A week before the school year started, Kristy Wall moved from Pennsylvania to Sarasota to begin teaching at Wilkinson Elementary School, a Title I school. She would teach Makerspace, engaging students to create and problem solve while being steeped in STEM education.
Teaching in a new school and a new town, Wall wanted to engage with the community and other educators, and she found an opportunity in a STEM-related Education Roundtable Talk hosted by the Education Foundation on Saturday, November 4. Each year, the Education Foundation of Sarasota County hosts these talks, which are held at its community resource center, LaunchPad4U, and which bring together teachers from across the county to learn from guest speakers, network, and grow.

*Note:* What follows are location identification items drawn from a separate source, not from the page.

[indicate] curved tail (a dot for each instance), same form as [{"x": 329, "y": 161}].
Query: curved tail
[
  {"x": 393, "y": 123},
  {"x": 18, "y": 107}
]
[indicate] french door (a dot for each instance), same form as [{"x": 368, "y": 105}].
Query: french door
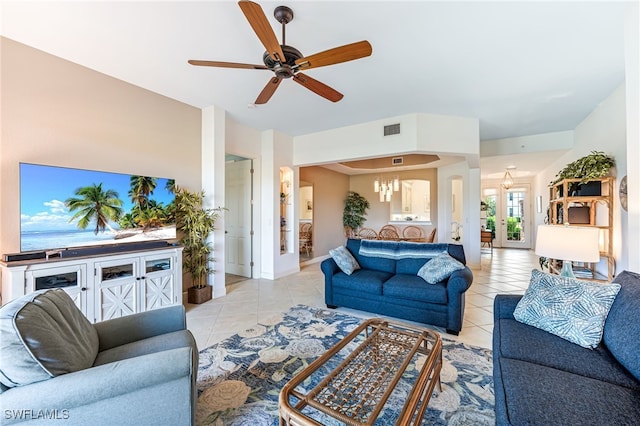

This talk featured Deshjuana “Desh” Bagley, the director of the Coding Academy at State College of Florida Manatee-Sarasota and the program delivery partner for FIRST® Robotics. She discussed her role and her work and then shared ways that teachers can incorporate STEM into classroom instruction. She also shared ways that teachers can get involved with State College of Florida over the summer to engage students in STEM or to get more training.
Throughout the talk, the17 teachers in attendance shared and collaborated. They participated in hands-on learning and worked in smaller breakout groups, gaining practical strategies for fueling a love of STEM in the classroom.
“It’s rare to find professional development where every activity felt beneficial,” Wall said. She learned about curriculum created by developers of the video game Minecraft to engage students in STEM. Even an activity about creating paper circuits, something Wall has done frequently, included a new twist, one that she plans to employ in the classroom. “Everything,” Wall reiterated, “was worthwhile.”
Each teacher attending the talk received a $50 stipend for participating. And one lucky teacher—Kristy Wall!—won a $250 mini teacher grant. The grant couldn’t have come at a better time, as she’s setting up her new makerspace.
With the grant, she bought circuits, LED lights, and other materials so that all 400 students she teaches could design and build their own circuit bug and take it home with them. The kids loved creating these bugs, and Wall was so glad they could take home a small symbol of the joy of creating—and applying STEM education.